Ramsay MacMullen imagines an ancient Christian conversion

In Christianizing the Roman Empire (thanks for the book recommendation, Joel!), MacMullen tries to stay close to the written record in explaining why people converted to Christianity when it was illegal.  He argues that most of the evidence suggests that non-Christians converted because miraculous cures and exorcisms showed them the power of God.  Early Christian sources record that “exorcist” was a special office in the church.  He tries to synthesize the evidence to conjecture about how this might have been lived out:

Testing to see if I can imagine in some detail a scene that conflicts with no point of the little that is known about conversion in the second and third centuries, I would choose the room of some sick person: there, a servant talking to a mistress, or one spouse to another, saying, perhaps, “Unquestionably they can help, if you believe.  And I know, I have seen, I have heard, they have related to me, they have books, they have a special person, a sort of officer.  It is true.  Besides and anyway, if you don’t believe, then you are doomed when a certain time comes, so say the prophecies; whereas, if you do, they they can help even in great sickness.  I know people who have seen or who have spoken with others who have seen.  And healing is even the least that they tell.  Theirs is truly a God all-powerful.  He has worked a hundred wonders.”  So the priest is sent for, or an exorcist; illness is healed; the household after that counts as Christian; it is baptized; and through instruction it comes to accept the first consequences: that all other cults are false and wicked, all seeming gods, the same.” (40-41)
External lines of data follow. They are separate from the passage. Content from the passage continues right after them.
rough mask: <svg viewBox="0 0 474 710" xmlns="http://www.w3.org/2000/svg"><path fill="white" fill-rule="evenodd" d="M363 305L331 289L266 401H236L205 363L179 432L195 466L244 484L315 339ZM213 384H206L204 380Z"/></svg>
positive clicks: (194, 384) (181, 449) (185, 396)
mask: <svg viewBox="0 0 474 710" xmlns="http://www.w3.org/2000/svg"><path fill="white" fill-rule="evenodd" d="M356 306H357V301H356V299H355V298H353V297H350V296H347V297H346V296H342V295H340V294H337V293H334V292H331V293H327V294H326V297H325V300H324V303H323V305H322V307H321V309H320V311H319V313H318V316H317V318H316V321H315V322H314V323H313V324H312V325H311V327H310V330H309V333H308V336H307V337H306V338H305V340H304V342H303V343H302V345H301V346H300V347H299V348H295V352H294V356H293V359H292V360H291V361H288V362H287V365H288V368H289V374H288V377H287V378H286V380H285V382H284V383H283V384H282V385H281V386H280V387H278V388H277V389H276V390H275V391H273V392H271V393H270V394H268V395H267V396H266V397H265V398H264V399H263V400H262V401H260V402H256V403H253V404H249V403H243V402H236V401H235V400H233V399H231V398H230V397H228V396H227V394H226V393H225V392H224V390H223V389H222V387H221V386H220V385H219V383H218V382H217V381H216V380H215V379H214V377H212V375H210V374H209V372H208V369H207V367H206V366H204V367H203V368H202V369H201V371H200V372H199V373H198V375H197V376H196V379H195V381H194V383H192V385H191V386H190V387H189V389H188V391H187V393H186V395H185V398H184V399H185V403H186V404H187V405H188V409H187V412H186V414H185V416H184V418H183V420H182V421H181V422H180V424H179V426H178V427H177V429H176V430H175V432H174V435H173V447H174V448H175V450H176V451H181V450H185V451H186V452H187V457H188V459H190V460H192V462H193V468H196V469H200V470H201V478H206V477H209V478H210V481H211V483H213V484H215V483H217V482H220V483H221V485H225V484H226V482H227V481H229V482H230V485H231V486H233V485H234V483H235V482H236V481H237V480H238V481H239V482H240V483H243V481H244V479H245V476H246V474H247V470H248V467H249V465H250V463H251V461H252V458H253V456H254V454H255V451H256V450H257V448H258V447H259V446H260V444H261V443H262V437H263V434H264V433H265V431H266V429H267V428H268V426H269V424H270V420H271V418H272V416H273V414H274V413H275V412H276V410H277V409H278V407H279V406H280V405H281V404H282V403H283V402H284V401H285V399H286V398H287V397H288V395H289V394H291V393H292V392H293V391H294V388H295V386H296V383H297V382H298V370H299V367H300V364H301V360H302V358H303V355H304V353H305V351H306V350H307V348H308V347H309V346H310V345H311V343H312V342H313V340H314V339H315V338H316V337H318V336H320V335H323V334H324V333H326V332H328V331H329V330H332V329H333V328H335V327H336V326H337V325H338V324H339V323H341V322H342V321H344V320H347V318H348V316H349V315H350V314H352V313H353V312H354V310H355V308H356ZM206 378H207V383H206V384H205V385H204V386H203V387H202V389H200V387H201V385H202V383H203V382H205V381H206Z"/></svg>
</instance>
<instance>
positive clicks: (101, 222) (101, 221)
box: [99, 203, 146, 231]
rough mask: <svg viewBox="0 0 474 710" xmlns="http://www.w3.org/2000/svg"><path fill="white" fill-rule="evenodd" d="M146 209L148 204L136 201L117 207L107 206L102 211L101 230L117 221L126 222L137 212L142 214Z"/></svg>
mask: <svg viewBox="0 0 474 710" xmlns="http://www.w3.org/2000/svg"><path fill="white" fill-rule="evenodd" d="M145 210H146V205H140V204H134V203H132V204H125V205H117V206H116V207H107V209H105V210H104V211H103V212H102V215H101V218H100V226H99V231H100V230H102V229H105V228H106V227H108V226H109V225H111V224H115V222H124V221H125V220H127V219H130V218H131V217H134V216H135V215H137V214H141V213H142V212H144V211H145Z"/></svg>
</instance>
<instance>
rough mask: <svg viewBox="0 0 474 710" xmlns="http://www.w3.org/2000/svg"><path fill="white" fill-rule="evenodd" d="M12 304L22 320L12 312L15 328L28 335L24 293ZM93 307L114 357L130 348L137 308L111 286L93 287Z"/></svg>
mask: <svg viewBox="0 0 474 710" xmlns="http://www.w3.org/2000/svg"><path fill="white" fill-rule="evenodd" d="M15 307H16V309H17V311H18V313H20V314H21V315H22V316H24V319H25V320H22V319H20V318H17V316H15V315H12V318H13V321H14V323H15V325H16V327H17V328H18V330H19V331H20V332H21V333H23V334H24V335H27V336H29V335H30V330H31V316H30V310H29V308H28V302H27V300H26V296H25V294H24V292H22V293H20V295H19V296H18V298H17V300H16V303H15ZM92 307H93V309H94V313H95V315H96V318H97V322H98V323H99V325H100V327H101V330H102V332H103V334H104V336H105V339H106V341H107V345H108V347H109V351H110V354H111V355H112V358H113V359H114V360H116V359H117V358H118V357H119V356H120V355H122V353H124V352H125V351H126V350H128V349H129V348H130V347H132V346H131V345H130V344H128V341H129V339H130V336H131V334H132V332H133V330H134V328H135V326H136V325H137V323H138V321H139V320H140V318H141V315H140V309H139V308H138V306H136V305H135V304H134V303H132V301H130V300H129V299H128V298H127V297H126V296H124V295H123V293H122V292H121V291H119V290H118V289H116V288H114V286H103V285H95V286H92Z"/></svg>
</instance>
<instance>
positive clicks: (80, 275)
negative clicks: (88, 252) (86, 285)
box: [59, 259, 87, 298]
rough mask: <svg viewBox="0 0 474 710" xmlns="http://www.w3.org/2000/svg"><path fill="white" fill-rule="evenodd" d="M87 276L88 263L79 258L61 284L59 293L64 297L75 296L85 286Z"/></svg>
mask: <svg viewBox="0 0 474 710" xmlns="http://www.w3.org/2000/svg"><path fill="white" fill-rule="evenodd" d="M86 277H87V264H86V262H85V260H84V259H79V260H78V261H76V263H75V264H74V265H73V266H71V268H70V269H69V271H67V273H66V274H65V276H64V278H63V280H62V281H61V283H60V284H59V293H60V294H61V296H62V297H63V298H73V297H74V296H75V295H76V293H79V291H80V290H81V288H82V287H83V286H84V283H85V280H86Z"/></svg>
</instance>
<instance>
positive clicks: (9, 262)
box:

UPDATE (2/22/10): I added a world that I unwittingly omitted from MacMullen’s quote.



  1. Yeah, he’s got some really interesting arguments. I wonder how his interpretations have fared in the scholarly world since the book was published or how they have been supplemented by other research.

  2. I can’t really speak to that although I think I’ve seen him referred to quite a bit and I think he is very well-respected in the field. I could be wrong! I looked up a lot of his references and was very impressed with how thorough he is.

  3. Yeah, I agree with you. His footnotes add a whole other layer to the book. I know that he is cited in Peter Brown’s Rise of Western Christendom (2nd edition published in 2003), and Brown is one of the most respected authors of the late antiquity period.